Bad news: The aid workers were endlessly attacked by snipers.

And government representatives are extracting “terror suspects” from the stream of people trying to leave the besieged city. All men between the ages of 15 and 55 are directed to a school, where they decide who’s a terrorist. The UN’s people can’t watch; only regime operators know what’s happening inside the school.

Meanwhile, dozens of regime opponents and civilians were massacred just north of Homs, at the village of Ma’an.

This is no way to deliver humanitarian aid.

The Obama administration has long resisted creating “humanitarian corridors” in Syria — safe areas that foreign forces would carve inside the country for civilians to escape the war.

America, in fact, won’t do anything of consequence about Syria.

French President François Hollande, visiting the White House this week, put his dwindling political prestige on the line last year when Syria crossed Obama’s “red line” on chemical weapons.
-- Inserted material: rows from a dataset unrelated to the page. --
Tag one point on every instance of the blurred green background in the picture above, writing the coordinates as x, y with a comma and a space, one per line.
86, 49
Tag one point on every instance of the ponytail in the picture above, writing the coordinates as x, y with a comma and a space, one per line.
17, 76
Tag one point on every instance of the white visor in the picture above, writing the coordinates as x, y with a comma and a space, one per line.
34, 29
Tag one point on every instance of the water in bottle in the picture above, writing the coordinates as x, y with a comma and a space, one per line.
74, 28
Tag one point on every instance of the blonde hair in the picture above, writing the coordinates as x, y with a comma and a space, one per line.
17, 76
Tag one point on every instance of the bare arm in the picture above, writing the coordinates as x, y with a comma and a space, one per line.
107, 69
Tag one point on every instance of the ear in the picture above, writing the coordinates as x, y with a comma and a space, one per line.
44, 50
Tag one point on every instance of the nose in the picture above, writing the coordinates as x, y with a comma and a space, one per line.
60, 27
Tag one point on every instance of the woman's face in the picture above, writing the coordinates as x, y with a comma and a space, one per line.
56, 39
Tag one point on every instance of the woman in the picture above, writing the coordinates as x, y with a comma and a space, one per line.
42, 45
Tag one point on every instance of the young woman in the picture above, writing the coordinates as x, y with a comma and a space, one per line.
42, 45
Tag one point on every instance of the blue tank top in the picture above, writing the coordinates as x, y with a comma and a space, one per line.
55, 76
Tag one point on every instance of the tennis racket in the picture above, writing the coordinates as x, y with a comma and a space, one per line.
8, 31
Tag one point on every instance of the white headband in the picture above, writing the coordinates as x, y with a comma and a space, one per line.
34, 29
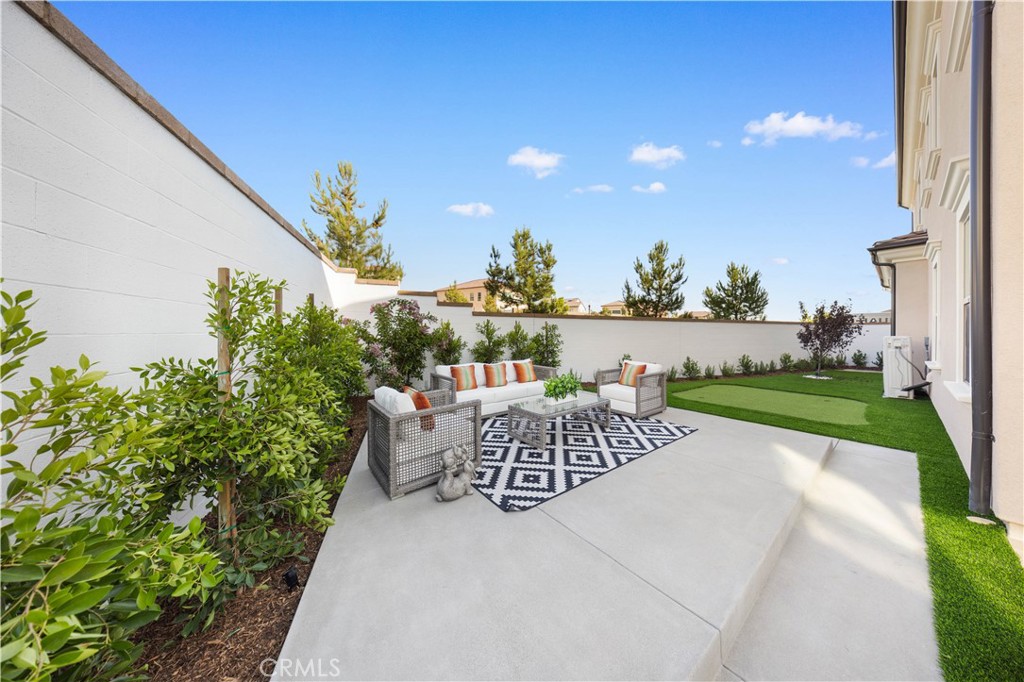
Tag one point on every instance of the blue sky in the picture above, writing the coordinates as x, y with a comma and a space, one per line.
753, 132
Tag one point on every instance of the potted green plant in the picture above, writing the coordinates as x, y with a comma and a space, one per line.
562, 388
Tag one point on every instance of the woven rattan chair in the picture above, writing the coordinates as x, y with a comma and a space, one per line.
649, 397
404, 450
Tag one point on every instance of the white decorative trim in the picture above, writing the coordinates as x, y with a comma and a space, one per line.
955, 187
960, 37
960, 390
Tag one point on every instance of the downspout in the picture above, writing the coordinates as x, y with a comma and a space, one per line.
980, 498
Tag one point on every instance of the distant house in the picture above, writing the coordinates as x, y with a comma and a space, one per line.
614, 308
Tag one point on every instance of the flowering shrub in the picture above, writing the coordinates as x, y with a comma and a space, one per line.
396, 346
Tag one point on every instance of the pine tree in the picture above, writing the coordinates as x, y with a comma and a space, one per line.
350, 241
657, 293
741, 297
527, 284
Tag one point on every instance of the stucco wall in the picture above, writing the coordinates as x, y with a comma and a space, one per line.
593, 343
1008, 249
116, 223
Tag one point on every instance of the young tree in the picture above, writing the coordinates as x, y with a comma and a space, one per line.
741, 297
350, 241
528, 282
827, 331
453, 295
657, 293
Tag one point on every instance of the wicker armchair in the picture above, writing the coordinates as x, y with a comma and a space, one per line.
404, 450
649, 397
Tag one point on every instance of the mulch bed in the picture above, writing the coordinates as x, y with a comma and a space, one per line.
252, 627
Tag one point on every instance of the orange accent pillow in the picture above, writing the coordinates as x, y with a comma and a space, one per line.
630, 374
422, 402
495, 375
465, 377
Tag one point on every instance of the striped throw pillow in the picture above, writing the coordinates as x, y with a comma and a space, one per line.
524, 372
630, 374
495, 375
422, 402
465, 377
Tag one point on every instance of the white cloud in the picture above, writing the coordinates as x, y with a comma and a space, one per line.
887, 162
658, 157
652, 188
601, 188
472, 210
780, 124
541, 163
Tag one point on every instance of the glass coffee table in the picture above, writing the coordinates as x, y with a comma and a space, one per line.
527, 420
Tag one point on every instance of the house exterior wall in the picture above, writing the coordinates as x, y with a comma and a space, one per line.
116, 223
594, 342
935, 185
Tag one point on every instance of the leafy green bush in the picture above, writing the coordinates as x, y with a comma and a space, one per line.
518, 343
745, 364
84, 560
546, 346
396, 347
492, 347
562, 386
691, 369
448, 345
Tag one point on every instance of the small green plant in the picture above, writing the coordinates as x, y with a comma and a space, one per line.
492, 347
517, 341
745, 364
562, 386
691, 369
449, 346
546, 346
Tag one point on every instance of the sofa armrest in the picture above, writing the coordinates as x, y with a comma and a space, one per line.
544, 372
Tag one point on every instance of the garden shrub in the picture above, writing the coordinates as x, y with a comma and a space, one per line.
518, 343
546, 346
448, 346
85, 561
492, 347
396, 347
691, 369
745, 364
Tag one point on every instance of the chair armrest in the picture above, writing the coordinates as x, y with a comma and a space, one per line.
545, 372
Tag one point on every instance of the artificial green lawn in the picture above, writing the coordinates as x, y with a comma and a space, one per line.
977, 581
When Obama blinked rather than stick to his word, Hollande, whose Mirage fighter jets were ready to go, was greatly embarrassed.

“It is absolutely scandalous that we are talking for so long while the population is being starved” in Syria, the French foreign minister, Laurent Fabius, said this week.
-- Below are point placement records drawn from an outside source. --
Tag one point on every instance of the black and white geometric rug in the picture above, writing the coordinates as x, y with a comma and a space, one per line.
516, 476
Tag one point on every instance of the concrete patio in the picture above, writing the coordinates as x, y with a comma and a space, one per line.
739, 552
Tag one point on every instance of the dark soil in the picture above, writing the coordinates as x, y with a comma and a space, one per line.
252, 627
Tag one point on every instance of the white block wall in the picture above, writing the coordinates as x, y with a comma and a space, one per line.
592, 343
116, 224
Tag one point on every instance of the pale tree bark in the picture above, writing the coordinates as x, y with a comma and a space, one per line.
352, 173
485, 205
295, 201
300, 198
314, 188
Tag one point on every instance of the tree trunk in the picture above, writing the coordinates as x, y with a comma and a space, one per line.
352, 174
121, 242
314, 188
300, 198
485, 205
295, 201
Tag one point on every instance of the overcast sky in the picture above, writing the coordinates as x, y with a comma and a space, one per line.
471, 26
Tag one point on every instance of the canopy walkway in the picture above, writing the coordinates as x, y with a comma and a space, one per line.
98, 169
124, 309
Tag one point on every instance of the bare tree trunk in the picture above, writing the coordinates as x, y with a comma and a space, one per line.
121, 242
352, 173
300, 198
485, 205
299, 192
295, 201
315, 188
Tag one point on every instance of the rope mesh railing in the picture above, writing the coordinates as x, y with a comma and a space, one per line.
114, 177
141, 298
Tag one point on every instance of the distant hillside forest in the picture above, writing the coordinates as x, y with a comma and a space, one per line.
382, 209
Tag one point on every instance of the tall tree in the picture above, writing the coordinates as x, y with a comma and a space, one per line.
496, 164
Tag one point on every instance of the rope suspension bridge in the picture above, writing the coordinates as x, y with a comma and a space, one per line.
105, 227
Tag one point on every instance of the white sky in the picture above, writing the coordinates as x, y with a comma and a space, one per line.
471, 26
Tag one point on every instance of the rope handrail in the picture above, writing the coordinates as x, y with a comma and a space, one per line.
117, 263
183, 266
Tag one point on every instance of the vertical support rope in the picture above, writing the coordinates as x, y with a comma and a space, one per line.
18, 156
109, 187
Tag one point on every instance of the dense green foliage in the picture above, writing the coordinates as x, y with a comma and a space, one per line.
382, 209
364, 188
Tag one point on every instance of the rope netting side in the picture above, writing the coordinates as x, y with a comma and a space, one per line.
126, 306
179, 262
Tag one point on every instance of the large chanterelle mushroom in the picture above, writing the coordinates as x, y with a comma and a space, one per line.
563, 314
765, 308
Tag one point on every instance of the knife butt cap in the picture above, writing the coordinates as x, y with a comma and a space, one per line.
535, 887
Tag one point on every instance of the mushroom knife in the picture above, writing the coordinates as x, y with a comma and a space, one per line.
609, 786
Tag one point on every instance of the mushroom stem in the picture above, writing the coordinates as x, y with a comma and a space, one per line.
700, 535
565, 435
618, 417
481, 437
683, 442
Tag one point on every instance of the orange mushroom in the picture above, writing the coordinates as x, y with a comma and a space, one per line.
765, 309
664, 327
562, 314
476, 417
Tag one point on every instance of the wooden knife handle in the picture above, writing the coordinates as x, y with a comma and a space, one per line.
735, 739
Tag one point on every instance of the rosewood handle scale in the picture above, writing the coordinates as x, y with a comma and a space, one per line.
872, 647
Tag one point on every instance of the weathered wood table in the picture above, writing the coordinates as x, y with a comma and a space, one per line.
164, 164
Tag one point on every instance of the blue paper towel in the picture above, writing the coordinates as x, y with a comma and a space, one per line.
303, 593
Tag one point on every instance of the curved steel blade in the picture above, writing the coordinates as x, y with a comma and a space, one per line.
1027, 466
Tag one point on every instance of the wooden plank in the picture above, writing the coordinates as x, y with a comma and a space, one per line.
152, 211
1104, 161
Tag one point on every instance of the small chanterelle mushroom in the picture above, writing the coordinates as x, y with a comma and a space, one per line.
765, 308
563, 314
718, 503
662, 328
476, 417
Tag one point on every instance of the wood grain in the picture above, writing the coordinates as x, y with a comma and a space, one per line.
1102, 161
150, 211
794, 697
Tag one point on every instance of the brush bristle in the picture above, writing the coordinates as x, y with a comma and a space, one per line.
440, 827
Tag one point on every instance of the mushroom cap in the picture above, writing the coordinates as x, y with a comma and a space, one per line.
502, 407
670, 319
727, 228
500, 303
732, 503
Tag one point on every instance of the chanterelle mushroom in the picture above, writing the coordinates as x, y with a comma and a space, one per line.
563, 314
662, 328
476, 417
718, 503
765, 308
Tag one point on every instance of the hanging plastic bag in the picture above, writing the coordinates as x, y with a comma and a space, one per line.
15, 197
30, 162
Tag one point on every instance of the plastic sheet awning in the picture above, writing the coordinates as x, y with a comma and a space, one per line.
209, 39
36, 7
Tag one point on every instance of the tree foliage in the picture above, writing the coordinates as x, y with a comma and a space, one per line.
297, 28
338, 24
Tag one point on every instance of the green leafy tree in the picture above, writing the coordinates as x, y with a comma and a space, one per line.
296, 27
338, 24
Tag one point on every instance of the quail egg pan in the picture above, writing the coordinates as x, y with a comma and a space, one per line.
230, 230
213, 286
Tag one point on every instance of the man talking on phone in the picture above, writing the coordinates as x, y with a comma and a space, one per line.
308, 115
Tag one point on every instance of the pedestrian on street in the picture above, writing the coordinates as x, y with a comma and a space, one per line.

We heard that same note of frustration a decade ago from people like Samantha Power, the talented writer, academic and journalist. In books like “A Problem From Hell: America and the Age of Genocide,” she documented atrocities, was indignant about them and pushed for global solutions to fight them.
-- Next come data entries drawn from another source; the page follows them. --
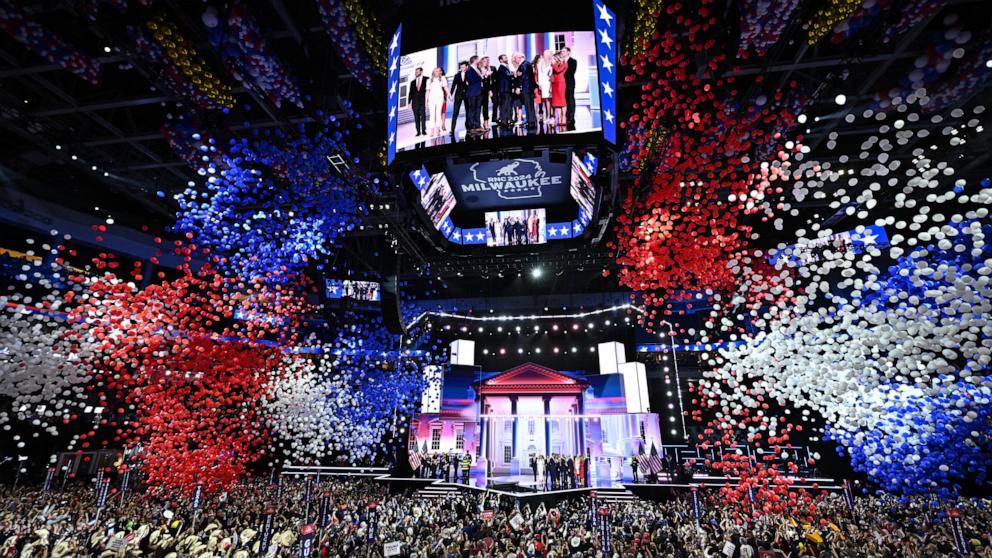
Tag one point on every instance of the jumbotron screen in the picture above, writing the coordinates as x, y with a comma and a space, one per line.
546, 196
503, 86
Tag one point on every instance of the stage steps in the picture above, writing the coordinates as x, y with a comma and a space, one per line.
436, 491
616, 495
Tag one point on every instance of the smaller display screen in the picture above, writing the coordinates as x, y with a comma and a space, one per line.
357, 290
437, 198
515, 228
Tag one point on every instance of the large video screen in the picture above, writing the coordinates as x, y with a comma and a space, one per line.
518, 227
528, 84
469, 87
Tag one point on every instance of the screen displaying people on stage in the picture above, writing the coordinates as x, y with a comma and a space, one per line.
515, 228
356, 290
437, 198
538, 83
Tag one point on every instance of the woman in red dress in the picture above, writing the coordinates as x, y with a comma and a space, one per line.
558, 89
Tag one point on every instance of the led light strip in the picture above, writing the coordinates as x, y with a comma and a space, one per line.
530, 317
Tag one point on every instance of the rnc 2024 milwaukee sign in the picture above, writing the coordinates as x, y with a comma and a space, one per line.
534, 182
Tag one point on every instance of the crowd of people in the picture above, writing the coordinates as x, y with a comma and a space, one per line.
512, 93
66, 523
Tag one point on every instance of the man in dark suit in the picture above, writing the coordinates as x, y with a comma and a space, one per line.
473, 98
526, 74
458, 91
417, 99
503, 95
566, 54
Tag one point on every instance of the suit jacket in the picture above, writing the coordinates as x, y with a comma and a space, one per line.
504, 79
570, 73
526, 72
458, 85
419, 97
473, 80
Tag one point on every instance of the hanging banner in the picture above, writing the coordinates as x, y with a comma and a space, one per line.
325, 504
960, 544
49, 475
306, 540
267, 516
373, 521
102, 490
848, 496
197, 496
604, 529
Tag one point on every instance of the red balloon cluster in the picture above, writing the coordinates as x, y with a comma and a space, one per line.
191, 354
682, 230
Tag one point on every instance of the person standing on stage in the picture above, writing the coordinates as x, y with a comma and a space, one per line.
526, 74
473, 96
466, 465
417, 99
459, 89
566, 55
558, 69
437, 94
502, 96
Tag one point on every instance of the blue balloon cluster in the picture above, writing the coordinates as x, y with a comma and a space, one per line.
925, 444
927, 439
271, 203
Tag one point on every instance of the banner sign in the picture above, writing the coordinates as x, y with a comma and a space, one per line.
848, 496
197, 496
101, 492
306, 540
960, 544
604, 529
373, 521
510, 183
49, 475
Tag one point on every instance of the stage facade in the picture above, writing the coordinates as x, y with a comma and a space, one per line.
504, 419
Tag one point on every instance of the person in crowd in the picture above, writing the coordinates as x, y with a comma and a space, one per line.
525, 74
417, 99
437, 95
571, 67
459, 92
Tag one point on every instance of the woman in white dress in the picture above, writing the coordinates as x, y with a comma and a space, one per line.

Now, as UN ambassador, not so much.

Oh sure, she recently became the first senior US official to visit the trouble spots in Mali, where France sent troops to end a horror-filled war. And she works behind the scenes to secure funds for a similar French operation in the Central African Republic.

So while France acts in areas where it has interests, Obama is doing his best to imitate the France of old, the one we derided with “freedom fries” for its attempts to protect Saddam Hussein.

Fine, maybe America shouldn’t be the world’s cop. And who knows, maybe, as Obama’s defenders have long argued, we have no interest in Syria. Perhaps, too, our interfering will only do harm.

But if, like Power and many others in the Obama administration, you believe that human rights and the prevention of atrocities are a cornerstone of America’s stance in the world, this administration is failing miserably.

The people of Syria will long remember who wasn’t there in their time of need.